Hello I need help figuring out the thread size of the water drain plug on cylinder block for the versa with the hr16de engine. I want to install a glowshift electric water temp gauge on my car I know that the dash light should be enough but I've heard so many horror stories that I won't take a chance; so I need an adapter from the 1/8 NPT which is the size of the electric temperature sender to whatever size the water drain plug is.

If anyone sees this a potential problem or can help me with the plug size will be greatly appreciated.

I'll post pictures of the setup once I finish, I have already done all the wiring, also I bought a single gauge pod, heated it up to mold it to my A pillar and use some fake leather so it will look almost stock.


----------



## rogoman (Dec 16, 2004)

The water drain plug should have a JIS PT 1/8" thread. BSPT 1/8" and JIS PT 1/8" have same thread spec as listed in ISO 7-1.

Look for a 1/8" BSPT to 1/8" NPT adapter to hook up the temperature sender.

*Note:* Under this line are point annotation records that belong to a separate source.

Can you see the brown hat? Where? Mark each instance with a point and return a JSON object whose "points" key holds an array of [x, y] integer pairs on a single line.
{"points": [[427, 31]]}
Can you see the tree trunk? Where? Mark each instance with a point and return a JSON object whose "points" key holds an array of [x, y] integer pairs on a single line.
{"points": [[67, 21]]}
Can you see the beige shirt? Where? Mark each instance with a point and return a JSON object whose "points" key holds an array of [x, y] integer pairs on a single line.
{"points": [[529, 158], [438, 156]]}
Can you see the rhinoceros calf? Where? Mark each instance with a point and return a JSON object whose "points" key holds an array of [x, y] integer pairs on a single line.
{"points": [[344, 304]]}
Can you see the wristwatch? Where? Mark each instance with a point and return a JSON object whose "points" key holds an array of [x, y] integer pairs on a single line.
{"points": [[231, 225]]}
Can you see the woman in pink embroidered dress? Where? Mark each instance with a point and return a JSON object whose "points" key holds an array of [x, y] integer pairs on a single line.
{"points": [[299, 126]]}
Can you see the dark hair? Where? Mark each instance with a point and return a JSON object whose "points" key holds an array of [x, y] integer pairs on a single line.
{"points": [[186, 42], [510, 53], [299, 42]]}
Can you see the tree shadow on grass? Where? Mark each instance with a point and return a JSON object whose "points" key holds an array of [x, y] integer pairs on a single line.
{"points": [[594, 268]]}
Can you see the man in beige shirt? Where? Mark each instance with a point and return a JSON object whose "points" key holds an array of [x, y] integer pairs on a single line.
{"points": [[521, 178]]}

1/8" BSPT is very similar to 1/8" NPT, but the thread pitch is different (1/8" BSPT is 1/8"-28, 1/8" NPT is 1/8"-27). You can get BSPT adapters from McMaster-Carr ( McMaster-Carr ).


----------



## BwhiteH (May 20, 2011)

Are you sure it seems the plug seems wider and has a lot less threads. It looked more like a 1/4NPT. It's the one for the coolant drain on the engine block not for the oil.


----------



## rogoman (Dec 16, 2004)

You'll have to remove the drain plug and match it up for width with the sending unit. If the width is the same, you'll be able to screw the sending unit in about maybe one thread but that's all because the thread pitch is different.


----------



## Ken B (Aug 7, 2017)

Get yourself a thread pitch gauge. They come in handy and don't cost much.


----------